In Scikit-Learn's documentation for the DecisionTreeClassifier
class, the presort
hyperparameter is described like this:
presort : bool, optional (default=False)
Whether to presort the data to speed up the finding of best splits in fitting. For the default settings of a decision tree on large datasets, setting this to true may slow down the training process. When using either a smaller dataset or a restricted depth, this may speed up the training.
I don't understand why presorting would slow down training on large datasets and speed up training on smaller datasets. I would expect exactly the reverse. Indeed, the documentation about decision trees's computational complexity states that without presorting, the complexity is O(n_features * n_samples^2 * log(n_samples)), but with presorting it becomes O(n_features * n_samples * log(n_samples)).

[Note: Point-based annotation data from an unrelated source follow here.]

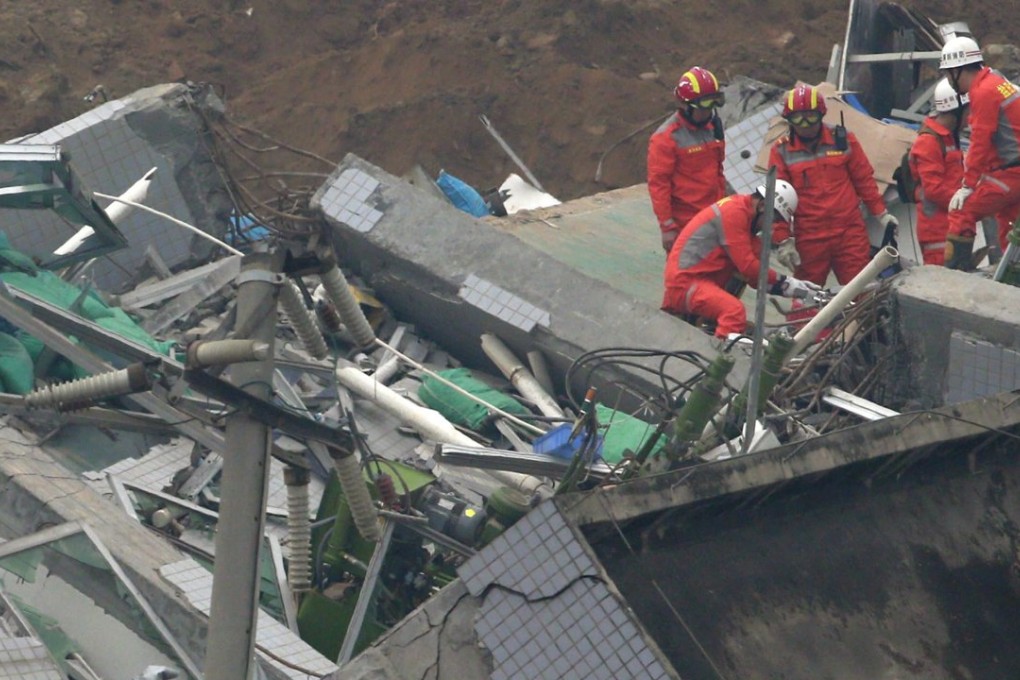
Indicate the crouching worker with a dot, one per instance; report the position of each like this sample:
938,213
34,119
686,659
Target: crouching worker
719,242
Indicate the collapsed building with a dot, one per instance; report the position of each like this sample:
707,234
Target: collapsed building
848,510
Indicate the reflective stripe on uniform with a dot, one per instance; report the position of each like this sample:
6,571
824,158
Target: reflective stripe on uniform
704,240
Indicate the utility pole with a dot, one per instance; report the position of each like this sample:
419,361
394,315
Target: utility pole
234,612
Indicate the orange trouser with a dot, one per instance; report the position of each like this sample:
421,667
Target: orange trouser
707,299
998,194
933,253
846,254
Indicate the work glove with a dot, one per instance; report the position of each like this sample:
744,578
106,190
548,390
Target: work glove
668,239
786,255
888,222
959,253
956,203
789,286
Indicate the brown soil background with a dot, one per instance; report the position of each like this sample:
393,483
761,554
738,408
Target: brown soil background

Therefore I expect presorting to take a little bit of time, which would slow down training a bit, but this would be largely compensated if the training set is large.
Is this just a mistake in Scikit-Learn's documentation or did I miss something?
Edit
I ran some tests and I found that presorting does seem to slow down training on large training sets. In fact I observe something like O(n_features * n_samples^2 * log(n_samples)), or even worse (ie. exponential), with presorting, and O(n_features * n_samples * log(n_samples)) without presorting. Training only seems to be somewhat faster with presorting when n_samples is smaller than a few thousands.
So the empirical answer is "yes", but I would love to understand why.